Heterogeneous multi-laminar tissue constructs as a platform to evaluate aortic valve matrix-dependent pathogenicity.

Abstract

Designing and constructing controlled in vitro cell culture platforms is imperative toward pinpointing factors that contribute to the development of calcific aortic valve disease. A 3D, laminar, filter paper-based cell culture system that was previously established as a method of analyzing valvular interstitial cell migration and protein expression was adapted here for studying the impact of specific extracellular matrix proteins on cellular viability and calcification proclivity. Hydrogels incorporating hyaluronan and collagen I, two prevalent valvular extracellular matrix proteins with altered pathological production, were designed with similar mechanics to parse out effects of the individual proteins on cell behavior. Laminar constructs containing varying combinations of discrete layers of collagen and hyaluronan were assembled to mimic native and pathological valve compositions.
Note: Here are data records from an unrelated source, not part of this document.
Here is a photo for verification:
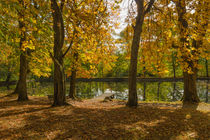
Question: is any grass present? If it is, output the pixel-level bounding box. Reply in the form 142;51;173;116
0;92;210;140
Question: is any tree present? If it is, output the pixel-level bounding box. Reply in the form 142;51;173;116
127;0;154;106
51;0;66;106
175;0;208;103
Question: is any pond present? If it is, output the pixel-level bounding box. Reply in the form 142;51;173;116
28;81;210;103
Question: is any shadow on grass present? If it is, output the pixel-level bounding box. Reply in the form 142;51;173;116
0;98;210;140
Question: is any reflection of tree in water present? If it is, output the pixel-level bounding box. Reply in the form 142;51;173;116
28;81;210;102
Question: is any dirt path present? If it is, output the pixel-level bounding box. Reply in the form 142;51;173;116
0;94;210;140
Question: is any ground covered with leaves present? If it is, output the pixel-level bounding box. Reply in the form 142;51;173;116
0;93;210;140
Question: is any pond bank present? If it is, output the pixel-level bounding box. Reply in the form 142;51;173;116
0;96;210;140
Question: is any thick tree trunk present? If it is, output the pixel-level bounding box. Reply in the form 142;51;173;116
172;82;176;101
13;6;28;101
127;0;154;107
69;52;78;99
183;72;200;103
143;82;147;101
157;82;161;101
127;0;144;106
51;0;66;106
14;52;28;101
69;70;76;99
176;0;200;103
206;59;209;103
6;69;12;90
205;59;209;77
206;80;209;103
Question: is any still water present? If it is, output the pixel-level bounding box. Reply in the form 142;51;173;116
28;81;210;103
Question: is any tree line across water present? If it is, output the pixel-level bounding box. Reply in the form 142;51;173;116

Proteinaceous and genetic expression patterns pertaining to cell viability and calcific potential were quantified via fluorescent imaging. A significant dose-dependency was observed, with increased collagen content associated with decreased viability and increased calcific phenotype. These results suggest that extracellular composition is influential in calcific aortic valve disease progression and will be key toward development of future tissue-engineered or pharmaceutical calcific aortic valve treatments. STATEMENT OF SIGNIFICANCE: Calcific aortic valve disease (CAVD), a widespread heart valve disorder, is characterized by fibrotic leaflet thickening and calcific nodule formation. This pathological remodeling is an active process mediated by the valvular interstitial cells (VICs). Currently, the only treatment available is surgical replacement of the valve - a procedure associated with significant long-term risk and morbidity. Development of effective alternate therapies is hindered by our poor understanding of CAVD etiology. Previous work has implicated the composition and mechanics of the extracellular matrix in the progression of CAVD. These individual factors and their magnitude of influence have not been extensively explored- particularly in 3D systems. Here, we have bridged this gap in understanding through the employment of a heterogeneous 3D, filter-paper culture system.